The latest minutes released by the Federal Reserve after its Federal Open Market Committee meeting on March 17-18 revealed significant divisions among policymakers regarding the future path of interest rates, with the Middle East conflict emerging as a key factor. The meeting decided to keep interest rates in the range of 3.5% to 3.75% by a vote of 11 to 1.

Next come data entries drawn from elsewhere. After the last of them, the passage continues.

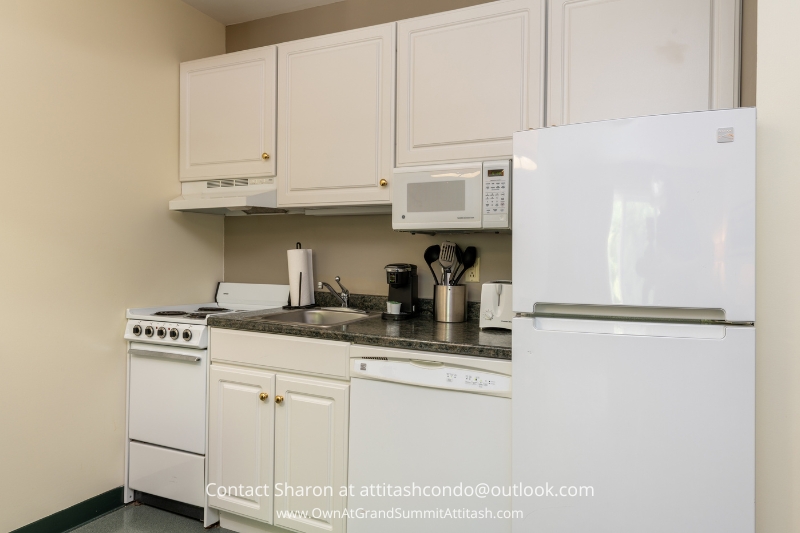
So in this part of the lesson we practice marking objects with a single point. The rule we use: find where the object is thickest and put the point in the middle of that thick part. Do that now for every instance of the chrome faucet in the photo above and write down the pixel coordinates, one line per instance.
(344, 297)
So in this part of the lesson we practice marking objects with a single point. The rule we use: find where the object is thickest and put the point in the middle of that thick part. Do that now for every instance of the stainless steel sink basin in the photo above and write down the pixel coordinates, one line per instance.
(322, 318)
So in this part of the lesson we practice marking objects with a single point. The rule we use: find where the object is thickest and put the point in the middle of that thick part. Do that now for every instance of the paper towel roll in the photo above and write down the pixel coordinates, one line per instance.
(300, 261)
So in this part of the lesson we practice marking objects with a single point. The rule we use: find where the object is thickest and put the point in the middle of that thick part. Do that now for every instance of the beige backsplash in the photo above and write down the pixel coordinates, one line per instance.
(356, 248)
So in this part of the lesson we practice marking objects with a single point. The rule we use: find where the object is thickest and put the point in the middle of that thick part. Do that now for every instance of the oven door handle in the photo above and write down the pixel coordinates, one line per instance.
(165, 355)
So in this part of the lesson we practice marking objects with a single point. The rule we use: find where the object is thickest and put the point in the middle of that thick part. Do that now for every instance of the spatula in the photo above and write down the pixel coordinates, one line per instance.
(431, 255)
(447, 258)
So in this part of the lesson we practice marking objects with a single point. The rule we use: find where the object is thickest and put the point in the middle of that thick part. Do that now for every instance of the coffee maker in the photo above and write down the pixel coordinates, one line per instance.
(402, 280)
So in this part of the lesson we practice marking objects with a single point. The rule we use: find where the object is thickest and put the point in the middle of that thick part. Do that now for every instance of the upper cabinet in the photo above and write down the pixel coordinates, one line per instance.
(335, 118)
(626, 58)
(467, 80)
(228, 115)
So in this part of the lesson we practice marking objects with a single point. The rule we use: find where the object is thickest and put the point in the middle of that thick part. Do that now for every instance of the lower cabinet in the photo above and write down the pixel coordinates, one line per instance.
(286, 432)
(240, 441)
(311, 430)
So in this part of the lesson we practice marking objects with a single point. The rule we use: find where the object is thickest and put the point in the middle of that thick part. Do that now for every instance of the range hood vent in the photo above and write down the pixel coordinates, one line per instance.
(229, 197)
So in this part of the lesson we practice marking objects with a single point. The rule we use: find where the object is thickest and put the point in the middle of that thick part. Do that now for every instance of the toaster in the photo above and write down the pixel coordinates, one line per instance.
(496, 308)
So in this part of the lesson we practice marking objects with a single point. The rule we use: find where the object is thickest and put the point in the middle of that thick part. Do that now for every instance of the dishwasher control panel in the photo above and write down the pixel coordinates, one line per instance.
(431, 374)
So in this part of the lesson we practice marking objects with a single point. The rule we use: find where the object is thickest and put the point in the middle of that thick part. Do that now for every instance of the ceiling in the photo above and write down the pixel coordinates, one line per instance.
(236, 11)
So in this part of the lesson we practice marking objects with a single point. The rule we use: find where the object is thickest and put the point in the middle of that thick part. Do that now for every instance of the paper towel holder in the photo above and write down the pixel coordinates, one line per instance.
(289, 305)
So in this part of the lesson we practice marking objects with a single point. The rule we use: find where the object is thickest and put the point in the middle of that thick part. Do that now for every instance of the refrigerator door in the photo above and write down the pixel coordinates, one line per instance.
(654, 211)
(658, 419)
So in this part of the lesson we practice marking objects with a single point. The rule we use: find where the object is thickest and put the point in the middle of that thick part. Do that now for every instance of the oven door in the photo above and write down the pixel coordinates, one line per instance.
(443, 197)
(168, 396)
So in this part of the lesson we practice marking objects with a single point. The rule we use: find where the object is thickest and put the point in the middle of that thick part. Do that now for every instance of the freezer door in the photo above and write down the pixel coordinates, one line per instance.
(658, 419)
(652, 211)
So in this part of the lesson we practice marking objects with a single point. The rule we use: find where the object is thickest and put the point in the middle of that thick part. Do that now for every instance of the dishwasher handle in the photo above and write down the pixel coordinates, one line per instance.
(426, 364)
(165, 355)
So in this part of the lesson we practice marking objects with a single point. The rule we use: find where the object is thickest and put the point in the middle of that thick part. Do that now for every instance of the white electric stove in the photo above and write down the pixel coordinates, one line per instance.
(185, 325)
(167, 382)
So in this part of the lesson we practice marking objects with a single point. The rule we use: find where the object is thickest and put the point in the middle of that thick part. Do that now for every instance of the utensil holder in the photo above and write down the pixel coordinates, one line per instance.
(450, 303)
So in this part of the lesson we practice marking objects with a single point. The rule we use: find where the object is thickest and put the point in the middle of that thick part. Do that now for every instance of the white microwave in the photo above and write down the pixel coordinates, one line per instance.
(460, 197)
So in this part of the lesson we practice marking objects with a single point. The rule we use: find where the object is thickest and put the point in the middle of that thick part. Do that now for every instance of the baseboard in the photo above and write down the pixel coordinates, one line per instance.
(78, 514)
(183, 509)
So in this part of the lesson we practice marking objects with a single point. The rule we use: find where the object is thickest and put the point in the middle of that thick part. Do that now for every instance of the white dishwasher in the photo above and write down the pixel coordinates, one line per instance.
(427, 433)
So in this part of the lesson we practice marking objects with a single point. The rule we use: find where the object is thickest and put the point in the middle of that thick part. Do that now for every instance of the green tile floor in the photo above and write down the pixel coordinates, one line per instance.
(144, 519)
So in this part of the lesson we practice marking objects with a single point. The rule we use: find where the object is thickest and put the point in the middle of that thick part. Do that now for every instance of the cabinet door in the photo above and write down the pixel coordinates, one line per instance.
(335, 118)
(626, 58)
(228, 115)
(241, 441)
(467, 80)
(311, 426)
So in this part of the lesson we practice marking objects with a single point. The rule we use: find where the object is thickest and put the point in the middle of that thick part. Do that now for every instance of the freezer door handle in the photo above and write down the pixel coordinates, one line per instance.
(642, 329)
(165, 355)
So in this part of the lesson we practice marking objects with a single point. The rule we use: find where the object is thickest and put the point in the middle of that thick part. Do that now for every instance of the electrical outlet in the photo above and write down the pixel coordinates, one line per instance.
(473, 275)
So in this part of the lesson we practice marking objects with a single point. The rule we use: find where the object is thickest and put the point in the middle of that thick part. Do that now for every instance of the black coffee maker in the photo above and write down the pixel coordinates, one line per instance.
(402, 280)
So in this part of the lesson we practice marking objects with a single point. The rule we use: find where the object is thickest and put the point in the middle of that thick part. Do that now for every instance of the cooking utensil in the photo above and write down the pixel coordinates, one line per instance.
(431, 255)
(459, 261)
(447, 258)
(470, 256)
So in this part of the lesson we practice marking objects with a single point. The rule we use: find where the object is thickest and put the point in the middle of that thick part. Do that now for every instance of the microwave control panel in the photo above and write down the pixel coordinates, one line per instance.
(496, 203)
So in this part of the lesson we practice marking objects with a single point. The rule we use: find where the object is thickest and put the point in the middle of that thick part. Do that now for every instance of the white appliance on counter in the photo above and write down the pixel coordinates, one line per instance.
(634, 364)
(428, 420)
(167, 381)
(497, 311)
(457, 197)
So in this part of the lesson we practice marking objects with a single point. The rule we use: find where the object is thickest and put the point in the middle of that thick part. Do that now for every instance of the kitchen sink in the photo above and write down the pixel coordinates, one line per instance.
(322, 318)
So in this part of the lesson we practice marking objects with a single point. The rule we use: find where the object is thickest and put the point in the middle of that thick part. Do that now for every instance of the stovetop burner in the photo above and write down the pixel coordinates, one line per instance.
(170, 313)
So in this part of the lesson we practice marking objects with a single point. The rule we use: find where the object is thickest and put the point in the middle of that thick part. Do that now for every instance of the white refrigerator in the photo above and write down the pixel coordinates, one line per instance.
(634, 338)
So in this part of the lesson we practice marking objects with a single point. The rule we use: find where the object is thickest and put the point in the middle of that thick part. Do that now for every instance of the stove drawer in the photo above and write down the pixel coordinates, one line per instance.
(168, 396)
(167, 473)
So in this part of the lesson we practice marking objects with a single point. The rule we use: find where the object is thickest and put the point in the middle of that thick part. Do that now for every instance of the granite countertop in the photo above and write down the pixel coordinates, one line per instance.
(419, 333)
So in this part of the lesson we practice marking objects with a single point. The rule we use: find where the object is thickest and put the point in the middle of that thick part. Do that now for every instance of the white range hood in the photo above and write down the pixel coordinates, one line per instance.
(229, 197)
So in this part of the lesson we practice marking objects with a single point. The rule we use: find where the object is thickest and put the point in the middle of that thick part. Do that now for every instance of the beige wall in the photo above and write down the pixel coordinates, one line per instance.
(341, 16)
(354, 247)
(749, 49)
(778, 278)
(89, 141)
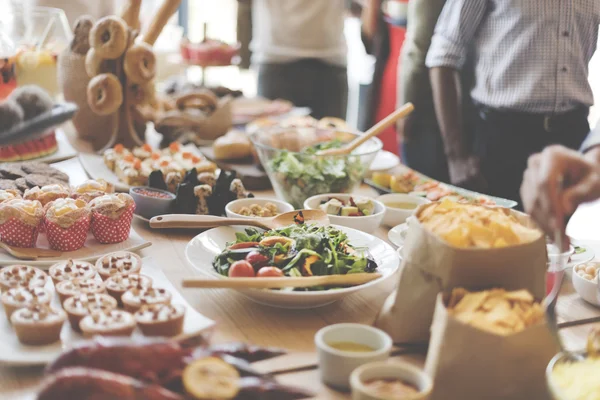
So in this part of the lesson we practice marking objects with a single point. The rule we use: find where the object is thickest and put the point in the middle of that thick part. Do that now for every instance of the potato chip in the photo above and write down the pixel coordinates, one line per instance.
(496, 310)
(475, 226)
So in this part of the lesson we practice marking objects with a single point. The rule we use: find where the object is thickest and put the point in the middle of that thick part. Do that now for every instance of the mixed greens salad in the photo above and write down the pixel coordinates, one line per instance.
(302, 175)
(296, 251)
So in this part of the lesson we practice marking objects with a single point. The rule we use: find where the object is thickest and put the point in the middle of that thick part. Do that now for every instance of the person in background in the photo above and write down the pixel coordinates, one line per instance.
(300, 51)
(558, 180)
(531, 88)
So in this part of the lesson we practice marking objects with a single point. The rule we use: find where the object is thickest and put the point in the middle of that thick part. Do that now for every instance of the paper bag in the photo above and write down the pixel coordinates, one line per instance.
(468, 363)
(430, 265)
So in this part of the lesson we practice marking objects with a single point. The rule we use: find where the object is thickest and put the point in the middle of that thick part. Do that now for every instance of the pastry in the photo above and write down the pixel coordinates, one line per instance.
(117, 285)
(22, 276)
(135, 298)
(20, 222)
(75, 287)
(120, 262)
(111, 217)
(71, 269)
(38, 324)
(91, 189)
(48, 193)
(67, 223)
(19, 297)
(108, 323)
(78, 307)
(161, 319)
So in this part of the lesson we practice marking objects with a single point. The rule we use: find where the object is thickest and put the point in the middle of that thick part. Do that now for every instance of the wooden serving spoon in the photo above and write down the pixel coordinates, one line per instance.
(209, 221)
(379, 127)
(23, 253)
(279, 283)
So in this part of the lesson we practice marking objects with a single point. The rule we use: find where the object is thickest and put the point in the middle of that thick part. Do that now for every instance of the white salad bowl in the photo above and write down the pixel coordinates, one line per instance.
(367, 223)
(201, 251)
(232, 208)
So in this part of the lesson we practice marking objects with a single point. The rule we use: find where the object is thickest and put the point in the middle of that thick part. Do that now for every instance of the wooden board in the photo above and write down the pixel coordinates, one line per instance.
(252, 175)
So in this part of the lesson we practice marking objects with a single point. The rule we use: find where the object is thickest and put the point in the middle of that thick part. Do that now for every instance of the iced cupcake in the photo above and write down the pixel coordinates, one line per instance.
(67, 223)
(111, 217)
(20, 222)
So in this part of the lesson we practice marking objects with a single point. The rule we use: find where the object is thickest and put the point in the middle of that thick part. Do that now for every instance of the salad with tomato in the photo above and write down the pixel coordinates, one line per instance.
(296, 250)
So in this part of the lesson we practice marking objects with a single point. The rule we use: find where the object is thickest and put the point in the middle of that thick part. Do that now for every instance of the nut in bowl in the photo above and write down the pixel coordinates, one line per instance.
(398, 207)
(257, 208)
(357, 212)
(387, 380)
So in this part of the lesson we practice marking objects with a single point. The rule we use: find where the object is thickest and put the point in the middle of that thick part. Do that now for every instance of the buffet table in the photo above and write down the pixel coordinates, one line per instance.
(240, 319)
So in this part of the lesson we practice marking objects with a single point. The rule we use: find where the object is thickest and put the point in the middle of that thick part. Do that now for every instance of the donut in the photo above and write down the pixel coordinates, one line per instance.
(140, 63)
(109, 37)
(105, 94)
(96, 65)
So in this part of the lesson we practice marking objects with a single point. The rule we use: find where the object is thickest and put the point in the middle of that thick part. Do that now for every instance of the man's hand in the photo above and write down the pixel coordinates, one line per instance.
(465, 172)
(556, 182)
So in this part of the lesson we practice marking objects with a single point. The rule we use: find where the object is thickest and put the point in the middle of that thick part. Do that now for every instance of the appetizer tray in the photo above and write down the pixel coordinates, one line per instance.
(201, 251)
(13, 353)
(96, 168)
(91, 251)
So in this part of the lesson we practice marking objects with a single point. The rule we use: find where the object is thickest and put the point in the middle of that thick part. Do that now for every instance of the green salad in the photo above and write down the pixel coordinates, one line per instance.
(302, 175)
(296, 251)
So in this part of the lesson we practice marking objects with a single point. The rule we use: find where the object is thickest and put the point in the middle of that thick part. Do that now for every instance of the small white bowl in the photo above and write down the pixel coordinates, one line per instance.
(335, 365)
(587, 290)
(397, 216)
(232, 208)
(389, 370)
(367, 223)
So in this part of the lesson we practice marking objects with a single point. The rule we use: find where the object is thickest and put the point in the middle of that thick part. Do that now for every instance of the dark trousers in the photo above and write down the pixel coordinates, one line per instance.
(505, 140)
(307, 83)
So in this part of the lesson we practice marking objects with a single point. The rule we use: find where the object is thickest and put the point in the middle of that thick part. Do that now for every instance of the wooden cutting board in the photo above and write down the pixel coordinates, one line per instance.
(252, 175)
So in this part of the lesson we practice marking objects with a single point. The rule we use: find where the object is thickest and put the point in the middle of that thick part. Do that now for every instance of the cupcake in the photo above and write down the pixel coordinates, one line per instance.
(20, 222)
(120, 262)
(38, 324)
(160, 319)
(111, 217)
(68, 270)
(47, 194)
(108, 323)
(20, 297)
(78, 307)
(67, 223)
(91, 189)
(22, 276)
(66, 289)
(135, 298)
(117, 285)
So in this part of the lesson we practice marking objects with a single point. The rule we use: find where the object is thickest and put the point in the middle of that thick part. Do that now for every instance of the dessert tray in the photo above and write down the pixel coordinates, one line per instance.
(13, 353)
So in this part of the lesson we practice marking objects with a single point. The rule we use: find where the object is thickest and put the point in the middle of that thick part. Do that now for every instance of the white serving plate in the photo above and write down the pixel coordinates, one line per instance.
(96, 169)
(13, 353)
(201, 251)
(91, 251)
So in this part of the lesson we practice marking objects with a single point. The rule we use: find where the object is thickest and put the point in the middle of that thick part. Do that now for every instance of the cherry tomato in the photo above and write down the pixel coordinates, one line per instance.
(257, 259)
(241, 269)
(266, 272)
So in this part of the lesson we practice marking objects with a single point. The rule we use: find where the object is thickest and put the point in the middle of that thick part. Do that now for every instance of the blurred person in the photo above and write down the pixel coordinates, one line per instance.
(531, 88)
(300, 51)
(558, 180)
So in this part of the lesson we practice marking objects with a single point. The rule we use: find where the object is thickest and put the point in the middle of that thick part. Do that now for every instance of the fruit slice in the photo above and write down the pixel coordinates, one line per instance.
(211, 378)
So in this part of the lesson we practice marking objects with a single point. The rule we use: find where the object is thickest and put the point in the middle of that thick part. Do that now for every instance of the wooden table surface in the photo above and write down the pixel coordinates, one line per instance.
(239, 319)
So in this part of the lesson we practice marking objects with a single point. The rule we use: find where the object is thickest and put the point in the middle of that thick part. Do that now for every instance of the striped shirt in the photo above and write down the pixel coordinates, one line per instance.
(530, 55)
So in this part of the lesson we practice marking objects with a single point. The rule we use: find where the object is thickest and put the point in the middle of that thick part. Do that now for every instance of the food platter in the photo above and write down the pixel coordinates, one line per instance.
(91, 251)
(12, 353)
(201, 251)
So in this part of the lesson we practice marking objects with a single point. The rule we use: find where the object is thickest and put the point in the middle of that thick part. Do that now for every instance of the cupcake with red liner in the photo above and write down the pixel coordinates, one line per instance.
(111, 217)
(20, 222)
(91, 189)
(67, 223)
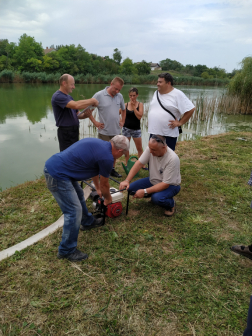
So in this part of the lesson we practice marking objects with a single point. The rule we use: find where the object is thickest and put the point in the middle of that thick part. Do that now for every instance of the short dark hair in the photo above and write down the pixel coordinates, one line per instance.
(133, 90)
(63, 78)
(167, 77)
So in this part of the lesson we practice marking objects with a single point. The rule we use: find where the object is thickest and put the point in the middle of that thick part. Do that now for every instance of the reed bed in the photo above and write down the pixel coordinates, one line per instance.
(9, 76)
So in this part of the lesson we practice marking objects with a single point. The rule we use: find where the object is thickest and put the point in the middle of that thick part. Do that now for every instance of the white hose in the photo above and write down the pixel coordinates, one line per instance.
(40, 235)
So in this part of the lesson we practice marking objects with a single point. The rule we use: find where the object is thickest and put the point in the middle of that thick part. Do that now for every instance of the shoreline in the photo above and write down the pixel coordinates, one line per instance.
(146, 266)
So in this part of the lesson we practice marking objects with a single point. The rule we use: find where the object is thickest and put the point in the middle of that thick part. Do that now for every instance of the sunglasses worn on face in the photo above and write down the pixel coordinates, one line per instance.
(157, 139)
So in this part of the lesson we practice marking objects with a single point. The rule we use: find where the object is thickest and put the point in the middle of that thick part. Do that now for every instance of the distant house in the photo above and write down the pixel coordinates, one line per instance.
(48, 50)
(155, 66)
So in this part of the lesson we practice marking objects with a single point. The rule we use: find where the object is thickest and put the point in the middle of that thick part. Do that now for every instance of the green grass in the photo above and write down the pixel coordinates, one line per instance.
(146, 274)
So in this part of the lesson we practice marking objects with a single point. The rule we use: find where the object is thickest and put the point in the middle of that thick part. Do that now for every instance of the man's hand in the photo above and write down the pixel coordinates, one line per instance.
(107, 201)
(174, 123)
(121, 123)
(86, 114)
(123, 185)
(94, 102)
(99, 125)
(99, 192)
(139, 194)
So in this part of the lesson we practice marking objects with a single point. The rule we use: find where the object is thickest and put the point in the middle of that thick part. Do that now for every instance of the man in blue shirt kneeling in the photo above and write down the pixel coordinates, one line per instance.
(87, 158)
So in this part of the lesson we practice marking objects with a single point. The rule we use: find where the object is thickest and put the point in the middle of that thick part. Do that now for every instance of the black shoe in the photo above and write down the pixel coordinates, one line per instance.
(77, 255)
(115, 174)
(96, 223)
(242, 250)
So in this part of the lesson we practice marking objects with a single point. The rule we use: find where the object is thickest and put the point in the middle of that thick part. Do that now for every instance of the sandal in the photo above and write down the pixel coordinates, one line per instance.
(170, 212)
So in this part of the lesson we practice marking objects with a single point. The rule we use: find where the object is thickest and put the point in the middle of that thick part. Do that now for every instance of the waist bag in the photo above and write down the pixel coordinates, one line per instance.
(179, 127)
(114, 210)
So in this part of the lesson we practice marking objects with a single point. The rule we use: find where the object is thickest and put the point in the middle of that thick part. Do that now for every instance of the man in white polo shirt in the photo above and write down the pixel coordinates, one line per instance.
(162, 122)
(164, 180)
(110, 102)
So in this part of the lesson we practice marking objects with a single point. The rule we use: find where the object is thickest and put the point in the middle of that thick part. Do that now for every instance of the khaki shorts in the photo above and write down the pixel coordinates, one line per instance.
(105, 137)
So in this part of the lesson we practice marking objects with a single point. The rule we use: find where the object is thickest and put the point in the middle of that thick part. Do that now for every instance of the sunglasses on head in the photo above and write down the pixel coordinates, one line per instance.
(157, 139)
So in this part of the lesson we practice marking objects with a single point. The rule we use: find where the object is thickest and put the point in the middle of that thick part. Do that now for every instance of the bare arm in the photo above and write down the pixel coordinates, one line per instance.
(122, 121)
(82, 104)
(85, 115)
(96, 123)
(156, 188)
(187, 115)
(135, 169)
(97, 185)
(139, 113)
(104, 184)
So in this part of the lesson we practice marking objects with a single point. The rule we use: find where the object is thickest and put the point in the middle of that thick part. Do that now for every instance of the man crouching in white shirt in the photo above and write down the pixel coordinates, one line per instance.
(164, 178)
(162, 122)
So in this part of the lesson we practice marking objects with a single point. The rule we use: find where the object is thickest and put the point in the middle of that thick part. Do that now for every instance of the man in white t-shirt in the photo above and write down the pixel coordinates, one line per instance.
(110, 102)
(162, 122)
(164, 179)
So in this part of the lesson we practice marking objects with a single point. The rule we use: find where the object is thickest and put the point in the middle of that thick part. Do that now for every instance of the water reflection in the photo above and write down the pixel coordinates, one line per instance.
(28, 131)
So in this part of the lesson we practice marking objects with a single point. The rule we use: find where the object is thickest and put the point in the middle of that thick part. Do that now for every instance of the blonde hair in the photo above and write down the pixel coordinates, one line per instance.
(63, 78)
(119, 80)
(120, 142)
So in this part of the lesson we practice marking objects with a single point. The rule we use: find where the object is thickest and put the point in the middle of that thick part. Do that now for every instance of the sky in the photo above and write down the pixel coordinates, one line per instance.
(214, 33)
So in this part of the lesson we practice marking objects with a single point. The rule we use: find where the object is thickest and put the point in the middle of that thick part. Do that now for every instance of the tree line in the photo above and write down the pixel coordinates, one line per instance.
(28, 56)
(196, 70)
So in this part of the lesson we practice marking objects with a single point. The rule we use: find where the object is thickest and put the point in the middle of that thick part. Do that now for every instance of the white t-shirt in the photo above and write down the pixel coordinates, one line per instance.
(165, 168)
(158, 119)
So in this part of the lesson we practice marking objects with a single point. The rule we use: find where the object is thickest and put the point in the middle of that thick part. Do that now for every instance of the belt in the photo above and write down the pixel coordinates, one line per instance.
(69, 127)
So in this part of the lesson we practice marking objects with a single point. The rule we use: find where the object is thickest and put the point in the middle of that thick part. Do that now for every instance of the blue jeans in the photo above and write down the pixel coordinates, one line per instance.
(170, 141)
(70, 198)
(162, 198)
(248, 330)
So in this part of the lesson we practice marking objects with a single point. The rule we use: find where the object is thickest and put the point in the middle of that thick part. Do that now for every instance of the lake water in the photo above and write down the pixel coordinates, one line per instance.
(28, 135)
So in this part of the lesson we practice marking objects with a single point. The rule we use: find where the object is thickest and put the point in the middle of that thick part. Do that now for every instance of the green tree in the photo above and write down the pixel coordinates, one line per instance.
(143, 68)
(169, 64)
(205, 75)
(49, 64)
(127, 67)
(241, 84)
(117, 56)
(28, 49)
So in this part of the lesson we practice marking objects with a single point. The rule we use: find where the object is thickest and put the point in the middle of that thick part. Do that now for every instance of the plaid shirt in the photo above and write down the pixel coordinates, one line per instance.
(250, 180)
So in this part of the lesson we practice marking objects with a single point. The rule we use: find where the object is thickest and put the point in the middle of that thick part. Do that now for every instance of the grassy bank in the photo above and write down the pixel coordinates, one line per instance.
(9, 76)
(146, 274)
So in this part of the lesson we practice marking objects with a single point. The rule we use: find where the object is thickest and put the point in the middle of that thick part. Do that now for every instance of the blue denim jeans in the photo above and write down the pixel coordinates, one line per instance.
(70, 197)
(170, 141)
(162, 198)
(248, 330)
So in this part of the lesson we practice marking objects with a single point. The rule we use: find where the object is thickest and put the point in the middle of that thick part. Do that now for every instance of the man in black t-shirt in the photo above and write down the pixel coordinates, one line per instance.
(66, 111)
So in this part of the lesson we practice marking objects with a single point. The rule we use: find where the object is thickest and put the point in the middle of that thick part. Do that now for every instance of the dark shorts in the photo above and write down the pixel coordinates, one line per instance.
(67, 136)
(131, 133)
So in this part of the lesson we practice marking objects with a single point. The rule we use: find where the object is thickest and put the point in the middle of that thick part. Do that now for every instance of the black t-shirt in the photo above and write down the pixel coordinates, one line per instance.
(131, 121)
(63, 116)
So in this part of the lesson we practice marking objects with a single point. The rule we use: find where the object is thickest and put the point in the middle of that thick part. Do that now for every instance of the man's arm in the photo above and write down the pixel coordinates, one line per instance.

While most officials believed that interest rate cuts were possible this year assuming inflation remained under control, no one could accurately predict the specific impact of prolonged geopolitical conflicts on the U.S. economy. This uncertainty directly affected market expectations regarding liquidity. Although the last interest rate cut occurred on December 10, 2025, reducing rates by 25 basis points, subsequent actions would depend heavily on economic data.

According to Monitored by Woofun AI, market sentiment is shifting from simply anticipating interest rate cuts to evaluating various policy options, especially when inflation data deviates from targets, as some officials have explicitly discussed the need to raise interest rate ranges. In addition to inflation risks, downward pressures on the labor market cannot be ignored. The minutes noted that the current low rate of net job creation makes the employment situation vulnerable to negative shocks, increasing the likelihood of tighter monetary policy.

Data from CME Group’s FedWatch tool shows that, as of before the next meeting on April 28-29, the market believes there is a 75.6% chance that interest rates will remain unchanged on December 8, while the probability of a rate cut is only 20.4%, and the probability of a rate hike is 2.4%. Overall, although interest rate cuts are seen as a potential positive factor for stimulating speculative investment demand, the Federal Reserve’s policy space is being narrowed due to both geopolitical tensions and macroeconomic challenges. Investors should be cautious of the potential for liquidity tightening resulting from any policy shifts.